How does computer security affect me or my company? Why should I care or take the time to learn about computer security and attempt to become better prepared to avoid the bad stuff?
Most attempts have been focused on trying to steal money through electronic money transfers, but some have also attempted to steal sensitive employee data. Sometimes the warning flags are very subtle and we always need to be on guard. Often once this money is transferred, even if you catch it a short time later it’s already too late to get it back and the bank isn’t going make up the difference. You’re out of luck at that point.

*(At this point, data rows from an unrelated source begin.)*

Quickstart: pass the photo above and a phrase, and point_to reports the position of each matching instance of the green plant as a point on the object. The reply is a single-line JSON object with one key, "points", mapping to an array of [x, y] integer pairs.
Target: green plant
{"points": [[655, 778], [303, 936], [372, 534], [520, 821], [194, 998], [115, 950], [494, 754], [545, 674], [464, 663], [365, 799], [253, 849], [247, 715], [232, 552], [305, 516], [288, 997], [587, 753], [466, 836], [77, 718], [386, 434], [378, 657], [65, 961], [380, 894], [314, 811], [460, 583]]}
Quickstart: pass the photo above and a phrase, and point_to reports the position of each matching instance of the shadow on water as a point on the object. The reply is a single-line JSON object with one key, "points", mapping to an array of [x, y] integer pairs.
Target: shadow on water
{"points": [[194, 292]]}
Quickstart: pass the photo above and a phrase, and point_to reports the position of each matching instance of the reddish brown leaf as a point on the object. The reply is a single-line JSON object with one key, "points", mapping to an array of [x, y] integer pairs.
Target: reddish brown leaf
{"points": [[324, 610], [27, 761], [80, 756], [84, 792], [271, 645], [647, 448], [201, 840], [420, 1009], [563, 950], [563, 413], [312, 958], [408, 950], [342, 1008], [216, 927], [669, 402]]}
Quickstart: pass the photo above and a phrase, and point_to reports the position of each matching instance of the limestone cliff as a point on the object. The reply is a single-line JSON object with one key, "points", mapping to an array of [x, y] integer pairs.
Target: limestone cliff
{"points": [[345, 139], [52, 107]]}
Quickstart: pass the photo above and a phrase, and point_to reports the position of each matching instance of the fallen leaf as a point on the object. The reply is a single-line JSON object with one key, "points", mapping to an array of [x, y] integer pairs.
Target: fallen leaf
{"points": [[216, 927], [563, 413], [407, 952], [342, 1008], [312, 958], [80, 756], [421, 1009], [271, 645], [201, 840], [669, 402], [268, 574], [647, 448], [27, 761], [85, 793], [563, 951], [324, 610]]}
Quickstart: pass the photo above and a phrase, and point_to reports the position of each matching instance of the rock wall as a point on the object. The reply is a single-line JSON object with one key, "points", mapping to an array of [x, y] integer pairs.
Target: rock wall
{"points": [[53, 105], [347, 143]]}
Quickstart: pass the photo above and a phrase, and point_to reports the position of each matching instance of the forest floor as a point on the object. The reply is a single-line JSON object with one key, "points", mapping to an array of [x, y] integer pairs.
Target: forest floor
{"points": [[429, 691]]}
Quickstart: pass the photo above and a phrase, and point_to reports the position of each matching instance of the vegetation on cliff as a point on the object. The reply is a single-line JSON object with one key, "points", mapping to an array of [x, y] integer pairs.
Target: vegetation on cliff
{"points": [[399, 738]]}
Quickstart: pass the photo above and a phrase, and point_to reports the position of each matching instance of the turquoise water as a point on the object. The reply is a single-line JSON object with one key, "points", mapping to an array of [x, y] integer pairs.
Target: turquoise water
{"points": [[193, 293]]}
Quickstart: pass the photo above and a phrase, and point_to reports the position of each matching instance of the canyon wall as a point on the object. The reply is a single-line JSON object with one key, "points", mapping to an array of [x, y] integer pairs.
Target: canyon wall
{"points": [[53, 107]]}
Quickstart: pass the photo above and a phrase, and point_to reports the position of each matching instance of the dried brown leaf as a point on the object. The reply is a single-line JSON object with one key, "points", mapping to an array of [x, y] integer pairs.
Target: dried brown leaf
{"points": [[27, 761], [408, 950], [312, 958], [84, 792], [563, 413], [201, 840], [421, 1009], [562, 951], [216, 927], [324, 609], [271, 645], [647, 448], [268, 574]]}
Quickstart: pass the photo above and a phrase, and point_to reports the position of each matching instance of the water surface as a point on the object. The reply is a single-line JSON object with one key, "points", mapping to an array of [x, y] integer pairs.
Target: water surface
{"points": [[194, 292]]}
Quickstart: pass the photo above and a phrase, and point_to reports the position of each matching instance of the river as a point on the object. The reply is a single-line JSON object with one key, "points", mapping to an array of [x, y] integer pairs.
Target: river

Another example, what if an email asks for sensitive employee information and the bad guys are successful in tricking someone to send that information to them or even to get login information to one of your company’s computer systems where they download a report that has information on all employees? Employees/Customers would need to be notified about this data breach. The bad publicity would be huge and could cause a company to lose customers, employees and ultimately lead to lower revenues overall. You would have to pay for credit monitoring, notifications to employees, attorney fees, etc. This type of events can easily cost a company hundreds of thousands of dollars
The primary delivery method for these attacks is email. Here are the warning signs to watch out for in an email.
- Malicious emails can appear to come from people you know just as easily as they can come from someone you don’t know. Just because an email comes from someone you know don’t blindly assume the email is safe. Remember, the person who sent you the email, their email account could have been comprised and now is in control of a bad guy.
- Does the email attempt to create a sense of urgency? Your account will be deleted, please confirm before it is too late. We’ve seen fraudulent activity on your account. We need a money transfer right away for a critical need.
- Does the email want you to open an attachment that you were not expecting to receive?
- Does the email tell you to click on a link to a website?
- Does the email tell you that you need to reset your username and or password?
- If you hover your mouse over website links in the email (don’t click on them) you’ll see that they point to a random website that appears to have nothing to do with the email.
- If you look closely at the sender information on the email (hover the mouse over their name and/or email to get more details), you may, but not always, see that the email is coming from an unknown email address.
- The email is not one you were expecting. The subject matter of the email is unexpected and not something you would typically receive from the person sending it.
One of these warning flags should be enough to raise your suspicions. Two or more of these warning flags is practically a guarantee that you have a malicious email on your hands.
What do you do? Be aware of these warning flags. Watch out for them. If you see anything that seems suspicious to you, please forward it to your IT Department so that they can review. You may be 100% confident that it’s a bogus email and should simply delete it, but it is helpful for IT to see these so that we can better gauge trends and monitor the activities of the bad guys. When you do forward the email please attach it to an email. Don’t forward the email inline. When an email is forwarded inline we lose some information the help with any research IT might do.
Something else you can do is to verify via a phone call to the email sender that the email you received is legitimate.
Computer security is crucial these days and being on top of it can help your company in many different ways. These precautions can save your company money and time spent on the recovery of lost data or money, not to mention ease the workload of your IT department so that they can focus on other things.